Sunday, October 7, 2012

Boundaries and then some....

Sometimes one of the things that I struggle with the most here is boundaries.  Saying no.   Pulling back.  NOT getting over involved.  Keeping my mouth shut.   Being alone.  NOT giving what I want to.   I write this because over the last few weeks we've had a 9 year old visitor almost every day standing at our gate waiting for me.   And I know him from before, sweet little Y.   He used to be in Pueblo Nuevo when I visited and I wonder why he's not there now.   He's usually filthy and alone, although he's got a few older brothers that I greet in the streets.  The last time I saw the oldest one he reminded me "Nicole...we're hungry out here".   And I always wonder what is the right thing to do.   Y knows he's not supposed to come in the gate unless he's invited.  But he will wait outside for HOURS.   He'll climb the fence although he KNOWS he's not allowed to do that.  He drives Jenny Dog insane by teasing her and making her bark at him.   He'll call to me or Kari "Can I come in now?  Hey, can I come in yet?

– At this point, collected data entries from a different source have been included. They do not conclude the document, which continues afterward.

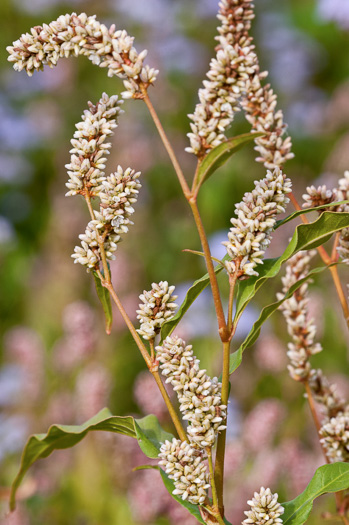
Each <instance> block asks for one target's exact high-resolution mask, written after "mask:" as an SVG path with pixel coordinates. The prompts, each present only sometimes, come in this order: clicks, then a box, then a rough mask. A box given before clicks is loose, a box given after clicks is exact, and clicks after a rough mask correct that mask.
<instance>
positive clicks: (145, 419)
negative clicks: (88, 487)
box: [10, 408, 173, 510]
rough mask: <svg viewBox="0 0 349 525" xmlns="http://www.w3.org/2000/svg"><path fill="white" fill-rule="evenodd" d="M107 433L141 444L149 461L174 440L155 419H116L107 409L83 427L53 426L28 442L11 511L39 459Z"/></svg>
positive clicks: (10, 498) (23, 455) (144, 453)
mask: <svg viewBox="0 0 349 525" xmlns="http://www.w3.org/2000/svg"><path fill="white" fill-rule="evenodd" d="M94 430H103V431H106V432H115V433H117V434H123V435H125V436H130V437H132V438H136V439H137V440H138V443H139V446H140V448H141V449H142V451H143V452H144V454H145V455H146V456H147V457H149V458H157V457H158V453H159V450H160V443H161V442H163V441H165V440H166V439H168V440H172V438H173V436H172V435H171V434H169V433H168V432H165V431H164V430H163V429H162V428H161V426H160V424H159V422H158V420H157V418H156V417H155V416H153V415H150V416H146V417H144V418H143V419H134V418H133V417H131V416H125V417H120V416H113V415H112V414H111V412H110V411H109V410H108V409H107V408H104V409H103V410H101V411H100V412H99V413H98V414H96V415H95V416H94V417H92V418H91V419H89V420H88V421H86V422H85V423H83V424H82V425H52V426H51V427H50V428H49V430H48V432H47V434H35V435H33V436H31V437H30V438H29V440H28V441H27V443H26V445H25V447H24V450H23V453H22V459H21V465H20V470H19V472H18V474H17V476H16V478H15V480H14V482H13V484H12V489H11V498H10V508H11V510H14V508H15V505H16V492H17V489H18V487H19V485H20V483H21V481H22V479H23V477H24V475H25V474H26V472H27V471H28V469H29V467H31V465H33V463H35V461H37V460H38V459H41V458H46V457H47V456H49V455H50V454H51V453H52V452H53V451H54V450H58V449H63V448H70V447H73V446H74V445H76V444H77V443H79V442H80V441H81V440H82V439H83V438H84V437H85V436H86V435H87V434H88V433H89V432H91V431H94Z"/></svg>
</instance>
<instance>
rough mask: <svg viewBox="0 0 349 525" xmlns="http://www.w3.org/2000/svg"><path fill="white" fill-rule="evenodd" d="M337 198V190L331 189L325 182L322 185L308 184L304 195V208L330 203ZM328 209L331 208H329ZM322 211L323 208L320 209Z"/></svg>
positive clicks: (303, 196)
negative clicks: (325, 184)
mask: <svg viewBox="0 0 349 525" xmlns="http://www.w3.org/2000/svg"><path fill="white" fill-rule="evenodd" d="M336 198H337V194H336V191H333V190H329V189H328V188H327V186H326V185H325V184H323V185H322V186H318V187H317V188H316V187H315V186H308V188H307V193H305V194H304V195H303V200H304V203H303V208H315V207H317V206H323V205H324V204H330V203H331V202H334V201H335V200H336ZM327 209H328V210H329V209H330V208H327ZM319 211H320V212H321V210H319Z"/></svg>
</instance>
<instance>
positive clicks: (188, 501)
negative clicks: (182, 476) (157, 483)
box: [160, 470, 205, 524]
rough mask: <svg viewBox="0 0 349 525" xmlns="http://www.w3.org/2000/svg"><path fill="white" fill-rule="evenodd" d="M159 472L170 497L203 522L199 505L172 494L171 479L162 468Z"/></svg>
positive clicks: (172, 487) (173, 487)
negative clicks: (195, 504)
mask: <svg viewBox="0 0 349 525" xmlns="http://www.w3.org/2000/svg"><path fill="white" fill-rule="evenodd" d="M160 474H161V477H162V481H163V482H164V485H165V487H166V489H167V490H168V492H169V493H170V494H171V496H172V498H173V499H175V500H176V501H177V502H178V503H179V504H180V505H182V507H185V508H186V509H187V510H188V511H189V512H190V514H192V515H193V516H195V518H196V519H197V520H198V522H199V523H203V524H205V522H204V521H203V519H202V517H201V515H200V511H199V506H198V505H193V504H192V503H189V501H186V500H182V498H179V497H178V496H175V495H174V494H172V492H173V491H174V490H175V486H174V483H173V481H172V479H170V478H169V477H168V475H167V474H166V473H165V472H164V471H163V470H160Z"/></svg>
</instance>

Hey...guys!!!".   We've had several talks with him about appropriate times to play and visit.  But he comes almost everyday anyway.  

This past week he invited me to his house to meet his mother.  So I drove over with him on our Pasola and spent a bit of time with his family.   I drank coffee with them and they told me he talks about us all the time.   There are 7 siblings I believe.   In a tiny little house with dirt floors on a corner in Corbano.  We've fed him lunch a few times and he's helped in the Scary Room and this past week Kari had a water gun fight with him and the grin on his face was contagious and enormous and the sparkle in the eyes might STILL be there.   And on Friday I promised I would play with him and we went to the river at 4 with Kari and Chino and Monchi and splashed and played volleyball and let the sunlight warm us while the palm trees waved overhead and the skinny Dominican boys hooted and talked trash over our volleyball skills.  It was a gorgeous moment.  One in which I close my eyes and thank God for my strange little family here.  Y and the boys and Dan and Kari and Wilmer and Laura and the odds and ends of all of us.   When we came back Monchi put him in the shower and made him scrub from head to toe and I smelled his head when he came out and reminded him of how handsome he is.  He has the absolute worst fungus on his head that I've ever seen.   Sigh.  Hygiene lessons.  He would like me to put medicine on it every day to help it go away faster.

What do we do?  How do I let him stand outside the gate hour after hour during the day smelling our lunch cooking and watching the Americans type on their iPads in the kitchen?    Boundaries are tough, man.  

The other night I saw one of the older boys dragging him through the streets screaming and crying.  His brothers told me he doesn't want to go home, he wants to sleep in the street.  I wonder what is happening in that house that makes him think he would be better off sleeping in the streets.  I wonder what is up with the scars on his arm and the pretty fresh cut on his chest (says he fell???).    I wonder lots of things.   One of the little boys at the river who was talking to him later said to me "Is it true that he lives with you at the clinic?".  Ummmm no.   "Well, is it true that sometimes you give him food?".  Ummmm I gave him some crackers today.

Boundaries.  I'm not good at that.   I just know I love him.



I have grown accustomed to seeing poor folks.   Downtrodden.  Hurting.  But there are always some that stick out a little bit more.  And I can just see Y's grin and beaming eyes while he fires away a water gun at Kari...and his skinny little naked self propelling quickly through the river holding onto our giant pink volleyball.   He's one of the faces of Jesus for me.   There are many here.  

I was singing last night (loudly) in spanish at the Central youth church service.  And for the first time in a long time...I found myself crying during worship.  FEELING the Holy Spirit come down on all of us together.  We just stood there for a long time, listening to the music and swaying, holding hands.   More faces of Jesus all around me, crying out together for the Kingdom to come NOW.... that He is WORTHY...this God of ours.   Reminding me that I am not here alone, I am not here of my own doing.